Each TMDB and IMDB plot has been transformed into a 300-dimension representation of that plot. We will use these features as predictors in our multi-lable classification modeling.

In [14]:
#print some of our skipped words
print(len(not_w2v))
np.random.seed(1212)
print(np.random.choice(not_w2v, 50, replace=False))

5416
['valerie' 'addie' 'arroway' '1988' 'waititi' 'rocco' 'matlock' '1920s'
 'needham' 'gertrude' 'lili' 'rapunzel' '500' 'josey' '1996' 'sicily'
 '26th' 'jessup' 'marston' 'napaloni' 'dealan' 'katarina' 'isabelle'
 'urskeks' 'pistone' 'napua' 'sheryl' 'saroo' 'trinh' 'millman'
 'burpelson' '1942' 'discreteness' 'verona' 'lucile' 'cecelia' 'lestat'
 'maisie' 'onllwyn' 'cranley' '1999' 'kyla' 'renton' '1964' '1984'
 'moonscar' 'kristoff' 'trask' 'kirkeby' 'malone']


There are 5416 words in our cleaned TMDB and IMDB plots that were skipped when applying the word2vec transformation. As seen above, the random sample of 50 of those words are mostly years, numbers, and proper nouns. This is not surprising, and we suspect will not have a large impact on the resulting word2vec representations of our movie plots.

In [15]:
#check that each plot has a corresponding word2vec representation
for plot in movies.tmdb_w2v_plot:
    if len(plot) != 300:
        print("AH! no word2vec representation")
print('All TMDB movies have a word2vec representation.')

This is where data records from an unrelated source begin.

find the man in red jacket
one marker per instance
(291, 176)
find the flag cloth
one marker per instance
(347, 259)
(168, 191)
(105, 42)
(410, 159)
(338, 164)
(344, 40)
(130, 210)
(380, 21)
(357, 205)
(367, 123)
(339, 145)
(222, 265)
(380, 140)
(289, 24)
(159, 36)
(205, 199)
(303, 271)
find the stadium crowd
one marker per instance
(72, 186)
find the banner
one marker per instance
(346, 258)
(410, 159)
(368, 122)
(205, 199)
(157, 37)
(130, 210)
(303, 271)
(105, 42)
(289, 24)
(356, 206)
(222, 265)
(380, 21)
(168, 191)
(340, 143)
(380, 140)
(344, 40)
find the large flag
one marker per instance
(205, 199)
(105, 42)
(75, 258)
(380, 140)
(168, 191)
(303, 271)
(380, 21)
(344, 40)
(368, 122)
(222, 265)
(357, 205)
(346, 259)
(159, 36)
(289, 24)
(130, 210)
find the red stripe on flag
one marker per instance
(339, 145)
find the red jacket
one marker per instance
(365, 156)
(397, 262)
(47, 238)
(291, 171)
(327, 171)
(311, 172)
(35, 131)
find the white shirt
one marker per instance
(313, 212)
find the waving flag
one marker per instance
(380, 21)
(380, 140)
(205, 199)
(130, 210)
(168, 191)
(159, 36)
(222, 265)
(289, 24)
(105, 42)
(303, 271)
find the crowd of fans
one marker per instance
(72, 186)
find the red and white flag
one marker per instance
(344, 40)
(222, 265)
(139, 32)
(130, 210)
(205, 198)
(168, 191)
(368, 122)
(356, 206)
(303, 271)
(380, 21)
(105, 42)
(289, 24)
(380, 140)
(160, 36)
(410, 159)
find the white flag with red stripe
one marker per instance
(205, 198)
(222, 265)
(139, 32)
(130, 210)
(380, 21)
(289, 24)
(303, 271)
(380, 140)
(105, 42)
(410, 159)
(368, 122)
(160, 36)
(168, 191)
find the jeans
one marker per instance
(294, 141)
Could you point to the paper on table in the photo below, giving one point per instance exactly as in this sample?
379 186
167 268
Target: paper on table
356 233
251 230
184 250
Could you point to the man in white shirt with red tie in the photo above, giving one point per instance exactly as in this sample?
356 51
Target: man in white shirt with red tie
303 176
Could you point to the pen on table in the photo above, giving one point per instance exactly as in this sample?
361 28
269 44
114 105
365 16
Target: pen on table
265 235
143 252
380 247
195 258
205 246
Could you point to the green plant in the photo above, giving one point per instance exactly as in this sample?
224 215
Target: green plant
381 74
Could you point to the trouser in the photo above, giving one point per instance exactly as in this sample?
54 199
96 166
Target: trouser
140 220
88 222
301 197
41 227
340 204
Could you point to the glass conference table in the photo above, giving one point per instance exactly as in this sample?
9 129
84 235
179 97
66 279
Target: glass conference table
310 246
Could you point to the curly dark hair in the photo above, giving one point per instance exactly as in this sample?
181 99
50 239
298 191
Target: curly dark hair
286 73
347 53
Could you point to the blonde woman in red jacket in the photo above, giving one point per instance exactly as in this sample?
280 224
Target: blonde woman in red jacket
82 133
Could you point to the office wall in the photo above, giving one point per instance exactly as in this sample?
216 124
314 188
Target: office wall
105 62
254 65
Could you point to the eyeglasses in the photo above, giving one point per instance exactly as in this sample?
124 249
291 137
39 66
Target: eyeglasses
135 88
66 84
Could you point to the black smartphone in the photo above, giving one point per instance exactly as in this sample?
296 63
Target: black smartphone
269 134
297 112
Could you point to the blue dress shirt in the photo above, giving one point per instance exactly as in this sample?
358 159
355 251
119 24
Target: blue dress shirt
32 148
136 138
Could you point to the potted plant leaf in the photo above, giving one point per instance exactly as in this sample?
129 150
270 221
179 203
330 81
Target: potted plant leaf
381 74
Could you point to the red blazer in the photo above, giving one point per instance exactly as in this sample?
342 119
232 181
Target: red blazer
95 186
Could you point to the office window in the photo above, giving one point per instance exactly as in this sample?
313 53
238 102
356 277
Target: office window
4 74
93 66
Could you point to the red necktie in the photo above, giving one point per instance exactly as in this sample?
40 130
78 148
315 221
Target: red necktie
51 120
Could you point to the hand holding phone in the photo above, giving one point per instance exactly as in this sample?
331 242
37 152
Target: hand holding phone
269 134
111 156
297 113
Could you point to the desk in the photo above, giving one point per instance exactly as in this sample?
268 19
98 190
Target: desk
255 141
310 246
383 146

for plot in movies.imdb_w2v_plot:
    if len(plot) != 300:
        print("AH! no word2vec representation")
print('All IMDB movies have a word2vec representation.')

All TMDB movies have a word2vec representation.
All IMDB movies have a word2vec representation.

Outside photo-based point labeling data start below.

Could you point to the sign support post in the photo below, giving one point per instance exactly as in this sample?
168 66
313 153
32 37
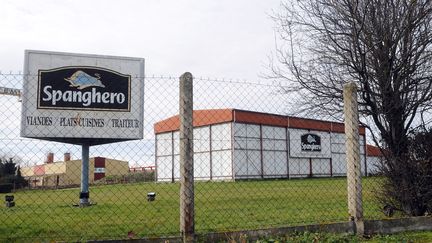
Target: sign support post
84 193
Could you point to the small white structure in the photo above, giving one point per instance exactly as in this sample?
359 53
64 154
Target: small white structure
231 144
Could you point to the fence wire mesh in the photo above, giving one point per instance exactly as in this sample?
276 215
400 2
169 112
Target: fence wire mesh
254 167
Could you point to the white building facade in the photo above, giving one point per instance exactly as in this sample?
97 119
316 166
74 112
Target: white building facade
232 144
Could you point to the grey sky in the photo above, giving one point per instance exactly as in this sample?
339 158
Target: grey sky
222 38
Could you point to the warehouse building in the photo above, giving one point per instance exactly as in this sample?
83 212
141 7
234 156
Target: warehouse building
231 144
68 172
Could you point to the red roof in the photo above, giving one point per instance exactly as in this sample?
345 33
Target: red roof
373 151
217 116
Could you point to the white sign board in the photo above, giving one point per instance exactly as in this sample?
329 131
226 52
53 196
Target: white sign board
82 99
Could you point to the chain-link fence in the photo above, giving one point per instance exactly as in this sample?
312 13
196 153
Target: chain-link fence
254 166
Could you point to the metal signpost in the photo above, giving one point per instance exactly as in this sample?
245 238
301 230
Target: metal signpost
84 100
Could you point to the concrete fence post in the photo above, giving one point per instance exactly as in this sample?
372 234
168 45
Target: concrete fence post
187 224
355 202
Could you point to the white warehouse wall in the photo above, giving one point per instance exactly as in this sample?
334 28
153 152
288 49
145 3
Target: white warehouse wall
248 151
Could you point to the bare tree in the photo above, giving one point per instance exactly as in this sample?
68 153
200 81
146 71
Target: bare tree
383 45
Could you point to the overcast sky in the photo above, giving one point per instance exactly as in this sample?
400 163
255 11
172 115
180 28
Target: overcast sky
210 38
216 39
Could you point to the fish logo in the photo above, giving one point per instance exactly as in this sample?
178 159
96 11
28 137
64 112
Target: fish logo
82 80
310 139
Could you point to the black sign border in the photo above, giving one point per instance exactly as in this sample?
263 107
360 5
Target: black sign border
310 151
40 71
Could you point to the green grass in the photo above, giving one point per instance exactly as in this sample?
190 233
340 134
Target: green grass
303 237
220 206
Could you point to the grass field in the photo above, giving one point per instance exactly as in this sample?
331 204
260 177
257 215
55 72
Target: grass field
220 206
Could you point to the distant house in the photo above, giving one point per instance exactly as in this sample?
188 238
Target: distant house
68 172
231 144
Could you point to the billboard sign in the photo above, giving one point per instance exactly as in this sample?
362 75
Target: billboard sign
310 142
82 99
83 88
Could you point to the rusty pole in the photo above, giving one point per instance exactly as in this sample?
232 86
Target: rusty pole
187 222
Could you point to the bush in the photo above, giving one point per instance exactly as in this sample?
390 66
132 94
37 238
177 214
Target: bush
408 184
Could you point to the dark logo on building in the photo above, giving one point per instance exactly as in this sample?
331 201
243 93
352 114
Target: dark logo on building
83 88
310 142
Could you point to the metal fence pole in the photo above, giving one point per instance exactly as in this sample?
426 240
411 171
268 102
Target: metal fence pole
84 194
187 225
355 207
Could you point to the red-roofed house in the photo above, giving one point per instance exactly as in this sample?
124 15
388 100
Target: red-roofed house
232 144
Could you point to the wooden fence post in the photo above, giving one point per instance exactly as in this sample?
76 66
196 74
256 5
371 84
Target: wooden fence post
355 202
187 224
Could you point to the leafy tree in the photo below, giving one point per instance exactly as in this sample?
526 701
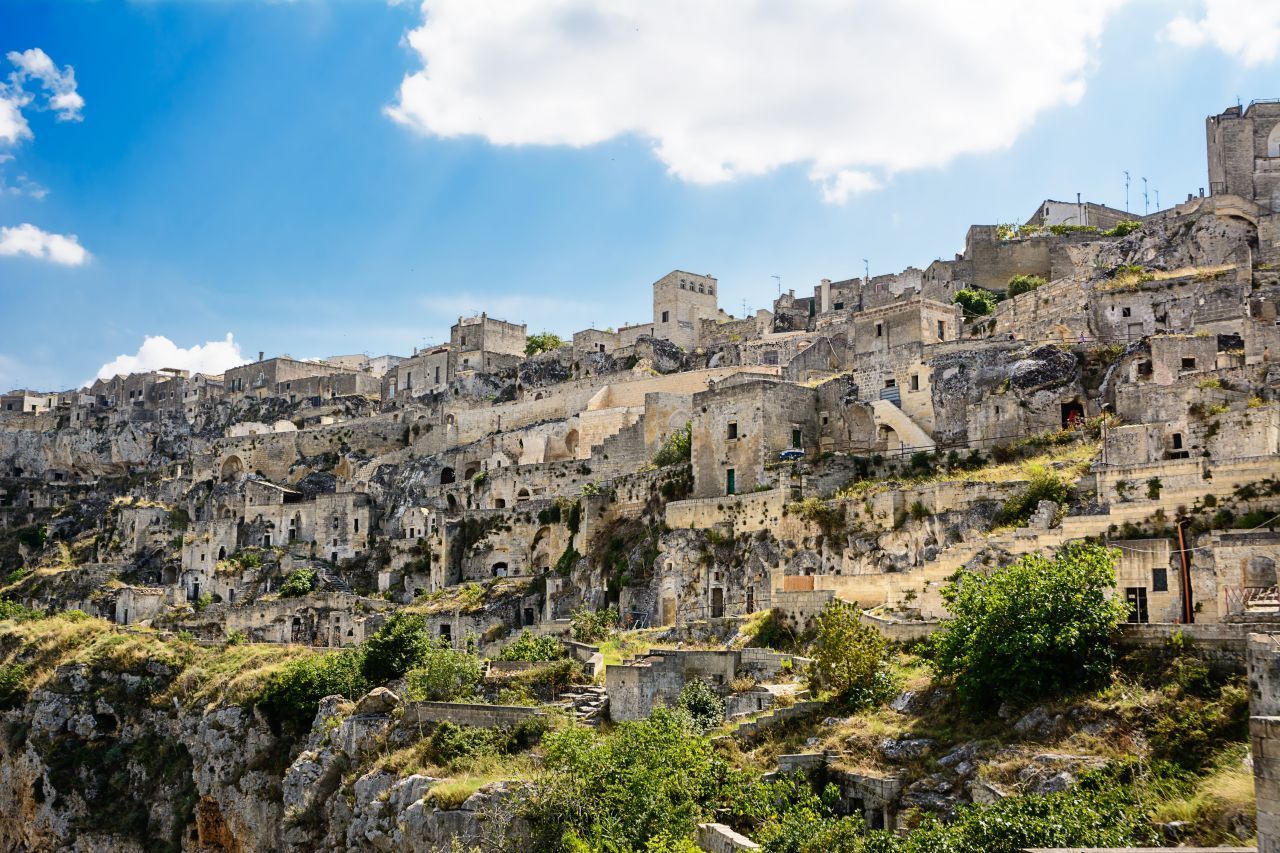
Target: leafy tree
849 657
291 694
1033 629
397 647
617 790
1019 284
298 583
974 301
676 448
530 647
700 702
592 625
544 342
1042 484
444 674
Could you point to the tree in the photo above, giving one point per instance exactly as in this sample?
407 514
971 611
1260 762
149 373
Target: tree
849 657
444 674
974 301
530 647
1019 284
397 647
544 342
704 707
1033 629
298 583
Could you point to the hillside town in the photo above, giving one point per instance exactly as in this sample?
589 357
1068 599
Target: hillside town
644 498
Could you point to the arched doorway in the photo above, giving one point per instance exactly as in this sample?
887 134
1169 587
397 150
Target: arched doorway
232 468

#### Update and save DataFrame for modeling and analysis

In [16]:
#convert to lists for csv writing and reading ease
movies['tmdb_w2v_plot'] = movies['tmdb_w2v_plot'].apply(lambda x: x.tolist())
movies['imdb_w2v_plot'] = movies['imdb_w2v_plot'].apply(lambda x: x.tolist())

movies.to_csv('data/movies.csv', encoding="utf-8", index=False)

### We have now transformed and saved each plot as a 300-dimension word2vec representation.